E’ ritenuto vicino alle cosche Piromalli e Molé, l’imprenditore Filippo Raso, 52 anni, principale indagato dell’inchiesta “Rasoterra”. Oltre a lui, in carcere sono finiti due caporali: il senegalese Ibrahim Ngom detto “Rasta” di 40 anni, e Kader Karfo detto “Cafù”, 41enne della Costa d’Avorio. Il gip ha disposto, inoltre, i domiciliari per Mario Montarello, Giacomo Mamone, Francesco Calogero, Domenico Careri, Vincenzo Straputicari e Pasquale Raso. Quest’ultimo è il figlio di Filippo, coinvolto nell’inchiesta così come la sorella Raffaella, indagata perché fittiziamente proprietaria dell’azienda agricola sequestrata oggi nell’ambito dell’inchiesta.

La ditta individuale, infatti, era gestita dal padre il quale, secondo l’accusa, sfruttava i migranti che vivevano nella baraccopoli di San Ferdinando. Approfittando del loro stato di bisogno, Raso e altri imprenditori agricoli reclutavano i braccianti africani e li costringevano a lavorare in condizioni disumane e di pericolo. Anche sotto la pioggia, la loro paga era di 50 centesimi per ogni cassetta di agrumi raccolta. L’inchiesta ha dimostrato i contatti tra Filippo Raso con i caporali e i faccendieri che operavano al suo servizio e che controllavano i migranti nei campi. L’imprenditore agricolo legato ai clan della Piana di Gioia Tauro sarebbe stato a capo di un sistema. A suo servizio, infatti, ci sarebbero stati i caporali “Rasta” e “Cafù”.

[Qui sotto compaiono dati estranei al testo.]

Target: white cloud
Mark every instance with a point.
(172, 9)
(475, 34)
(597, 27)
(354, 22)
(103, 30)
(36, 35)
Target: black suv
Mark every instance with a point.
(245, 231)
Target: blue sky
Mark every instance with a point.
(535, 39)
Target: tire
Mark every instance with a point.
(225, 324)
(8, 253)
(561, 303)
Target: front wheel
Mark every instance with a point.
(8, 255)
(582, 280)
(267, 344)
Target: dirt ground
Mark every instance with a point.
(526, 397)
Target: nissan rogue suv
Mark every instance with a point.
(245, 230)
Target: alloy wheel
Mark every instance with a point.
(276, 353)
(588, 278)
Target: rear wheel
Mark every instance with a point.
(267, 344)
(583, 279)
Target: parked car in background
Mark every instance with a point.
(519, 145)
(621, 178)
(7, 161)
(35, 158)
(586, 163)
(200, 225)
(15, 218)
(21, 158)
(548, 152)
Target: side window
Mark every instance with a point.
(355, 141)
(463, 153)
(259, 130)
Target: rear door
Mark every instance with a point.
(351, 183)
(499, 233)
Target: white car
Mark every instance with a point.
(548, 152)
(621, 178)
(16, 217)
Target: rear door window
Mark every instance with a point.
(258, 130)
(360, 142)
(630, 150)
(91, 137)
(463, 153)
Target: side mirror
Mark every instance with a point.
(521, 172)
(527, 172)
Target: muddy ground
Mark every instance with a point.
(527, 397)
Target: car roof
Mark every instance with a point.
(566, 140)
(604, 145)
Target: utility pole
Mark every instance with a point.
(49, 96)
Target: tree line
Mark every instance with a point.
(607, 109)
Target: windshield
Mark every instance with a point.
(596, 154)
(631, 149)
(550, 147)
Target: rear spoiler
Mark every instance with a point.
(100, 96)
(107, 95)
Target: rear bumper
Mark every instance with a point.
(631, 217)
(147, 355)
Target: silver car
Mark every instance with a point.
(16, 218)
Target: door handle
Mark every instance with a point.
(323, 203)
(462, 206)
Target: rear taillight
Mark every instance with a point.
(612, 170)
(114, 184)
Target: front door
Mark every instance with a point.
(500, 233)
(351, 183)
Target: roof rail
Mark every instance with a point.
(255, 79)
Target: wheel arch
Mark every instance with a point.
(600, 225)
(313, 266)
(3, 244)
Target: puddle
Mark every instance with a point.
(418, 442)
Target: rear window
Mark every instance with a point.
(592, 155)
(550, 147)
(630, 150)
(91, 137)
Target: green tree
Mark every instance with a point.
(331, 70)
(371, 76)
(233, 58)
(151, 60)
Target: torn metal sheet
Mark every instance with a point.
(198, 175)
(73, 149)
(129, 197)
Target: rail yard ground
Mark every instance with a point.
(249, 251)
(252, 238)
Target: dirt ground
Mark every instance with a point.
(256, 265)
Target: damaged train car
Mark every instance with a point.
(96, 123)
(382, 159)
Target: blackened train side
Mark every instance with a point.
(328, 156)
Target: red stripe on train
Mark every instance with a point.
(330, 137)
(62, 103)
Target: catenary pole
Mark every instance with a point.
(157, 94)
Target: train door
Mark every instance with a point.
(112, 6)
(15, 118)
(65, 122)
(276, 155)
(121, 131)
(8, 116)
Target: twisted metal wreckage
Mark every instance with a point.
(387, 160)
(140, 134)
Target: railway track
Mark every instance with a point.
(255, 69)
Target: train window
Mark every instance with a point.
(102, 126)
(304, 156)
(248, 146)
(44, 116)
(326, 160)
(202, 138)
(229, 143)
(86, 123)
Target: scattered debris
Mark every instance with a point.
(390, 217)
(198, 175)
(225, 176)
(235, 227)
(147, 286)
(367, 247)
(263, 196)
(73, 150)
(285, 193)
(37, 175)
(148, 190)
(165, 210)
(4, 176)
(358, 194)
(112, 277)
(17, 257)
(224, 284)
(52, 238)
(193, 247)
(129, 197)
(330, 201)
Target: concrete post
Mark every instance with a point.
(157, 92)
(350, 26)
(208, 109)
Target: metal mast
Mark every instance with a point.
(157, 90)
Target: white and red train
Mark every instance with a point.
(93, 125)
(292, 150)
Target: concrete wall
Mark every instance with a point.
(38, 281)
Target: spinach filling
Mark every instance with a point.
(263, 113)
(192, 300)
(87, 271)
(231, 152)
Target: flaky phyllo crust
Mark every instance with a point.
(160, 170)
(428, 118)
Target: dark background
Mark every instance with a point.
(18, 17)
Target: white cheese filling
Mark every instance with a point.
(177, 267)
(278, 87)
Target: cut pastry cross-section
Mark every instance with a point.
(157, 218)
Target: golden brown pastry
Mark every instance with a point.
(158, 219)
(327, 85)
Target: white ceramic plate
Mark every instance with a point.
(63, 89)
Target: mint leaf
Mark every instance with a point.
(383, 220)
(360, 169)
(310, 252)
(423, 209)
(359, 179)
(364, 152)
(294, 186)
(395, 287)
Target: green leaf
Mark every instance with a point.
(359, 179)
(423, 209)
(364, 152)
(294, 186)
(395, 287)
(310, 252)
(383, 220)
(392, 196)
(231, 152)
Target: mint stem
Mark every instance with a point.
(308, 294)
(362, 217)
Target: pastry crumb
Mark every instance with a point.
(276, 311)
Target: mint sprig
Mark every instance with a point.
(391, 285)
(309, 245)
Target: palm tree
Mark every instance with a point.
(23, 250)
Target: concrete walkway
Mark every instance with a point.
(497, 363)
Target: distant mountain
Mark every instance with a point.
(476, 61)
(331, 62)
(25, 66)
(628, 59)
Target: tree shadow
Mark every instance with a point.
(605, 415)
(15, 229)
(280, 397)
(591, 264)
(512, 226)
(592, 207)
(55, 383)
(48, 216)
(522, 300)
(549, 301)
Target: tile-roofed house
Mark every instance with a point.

Il primo aveva il compito di reclutare i braccianti, mentre il secondo si occupava del pagamento delle giornate di lavoro e di guidare i furgoni a bordo dei quali gli extracomunitari venivano condotti nei campi. Furgoni che sarebbero stati recuperati dall’indagato Giacomo Mamone. Nel sistema “Raso” sarebbero rientrati anche il figlio Pasquale e Montarello e Careri. Ma anche Francesco Calogero, il titolare di un’azienda agricola che si occupava di veicolare le direttive di Filippo Raso. Per il questore Bruno Megale “è un’attività che si inserisce nel solco di una serie di servizi che stiamo svolgendo nella Piana, in un territorio particolarmente difficile.

La presenza di cittadini immigrati che si concentrano in quella zona ha fatto insorgere il timore che si potessero verificarsi episodi di intolleranza”. “Le intercettazioni ci hanno dato uno spaccato criminale e inquietante – ha affermato il capo della squadra mobile Francesco Rattà -. Alcuni lavoratori, che trovavano alloggio nella baraccopoli, venivano reclutati dai caporali e pagati al giorno 25 euro, un prezzo più che dimezzato rispetto a quanto stabilisce il contratto collettivo”. durante le perquisizioni di stanotte è stata trovata una pistola e piccoli quantitativi di sostanza stupefacente.